Scientific classification
- Kingdom: Plantae
- Clade: Embryophytes
- Clade: Tracheophytes
- Clade: Angiosperms
- Clade: Eudicots
- Clade: Asterids
- Order: Lamiales
- Family: Phrymaceae
- Genus: Erythranthe
- Species: E. carsonensis
- Binomial name: Erythranthe carsonensis N.S.Fraga

= Erythranthe carsonensis =

- Genus: Erythranthe
- Species: carsonensis
- Authority: N.S.Fraga
- Conservation status: G2

Species of flowering plant

Erythranthe carsonensis is a species of monkeyflower known by the common name Carson Valley monkeyflower.

== Distribution ==
The species is native to Nevada and California, where its range is restricted to three valleys (Carson, Eagle, and Washoe Valleys) and the surrounding foothills. Its preferred habitat is dry, sandy soils in sagebrush and bitterbrush vegetation.

== Description ==
An annual species, 2 to 10 cm tall, bearing 1 to 20 yellow flowers. The flower is typically 0.5 to 1 inch wide, yellow with yellow hairs and tiny red dots on the palate and a large red dot on the lower limb. In small plants, the flower is often larger than the leaves and stem.
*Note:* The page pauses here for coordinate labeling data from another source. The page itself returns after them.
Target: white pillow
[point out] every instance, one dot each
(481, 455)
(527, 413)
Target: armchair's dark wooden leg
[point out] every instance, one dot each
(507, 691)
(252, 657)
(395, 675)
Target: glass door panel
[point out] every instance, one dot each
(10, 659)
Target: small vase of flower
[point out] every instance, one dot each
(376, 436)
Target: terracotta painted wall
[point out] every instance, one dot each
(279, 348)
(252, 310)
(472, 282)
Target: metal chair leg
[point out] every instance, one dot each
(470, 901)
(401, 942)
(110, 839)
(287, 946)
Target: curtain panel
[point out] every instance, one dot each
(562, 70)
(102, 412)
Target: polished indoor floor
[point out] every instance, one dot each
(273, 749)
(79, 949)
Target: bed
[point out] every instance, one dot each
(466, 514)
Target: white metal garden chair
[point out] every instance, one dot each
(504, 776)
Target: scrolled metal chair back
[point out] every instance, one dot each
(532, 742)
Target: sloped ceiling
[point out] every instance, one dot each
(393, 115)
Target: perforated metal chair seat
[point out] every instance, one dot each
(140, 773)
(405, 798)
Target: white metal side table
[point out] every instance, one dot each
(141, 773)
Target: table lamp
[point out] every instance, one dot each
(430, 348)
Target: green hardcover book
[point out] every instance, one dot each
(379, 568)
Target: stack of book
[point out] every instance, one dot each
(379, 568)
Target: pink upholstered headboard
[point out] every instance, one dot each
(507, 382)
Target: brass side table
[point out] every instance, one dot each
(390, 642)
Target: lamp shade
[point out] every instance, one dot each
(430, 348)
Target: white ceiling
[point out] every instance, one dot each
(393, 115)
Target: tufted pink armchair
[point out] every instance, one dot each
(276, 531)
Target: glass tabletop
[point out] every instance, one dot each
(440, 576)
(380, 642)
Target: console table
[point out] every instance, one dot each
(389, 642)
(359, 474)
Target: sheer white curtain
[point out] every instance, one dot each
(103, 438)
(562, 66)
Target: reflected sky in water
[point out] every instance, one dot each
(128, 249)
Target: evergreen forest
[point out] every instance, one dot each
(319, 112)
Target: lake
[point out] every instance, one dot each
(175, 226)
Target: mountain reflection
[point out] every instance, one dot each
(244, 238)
Sereno Watson first described this species as "A pretty dwarf flower of earliest spring, forming bright patches of color among the sage-brush in the lower valleys, the delicate inch-long stem seeming scarce able to sustain the absurdly disproportionate flowers that terminate it. Carson Valley, Nevada; April."

=== Taxonomy ===
Erythranthe carsonensis was separated from Erythranthe montioides in 2012 based on morphological and habitat differences.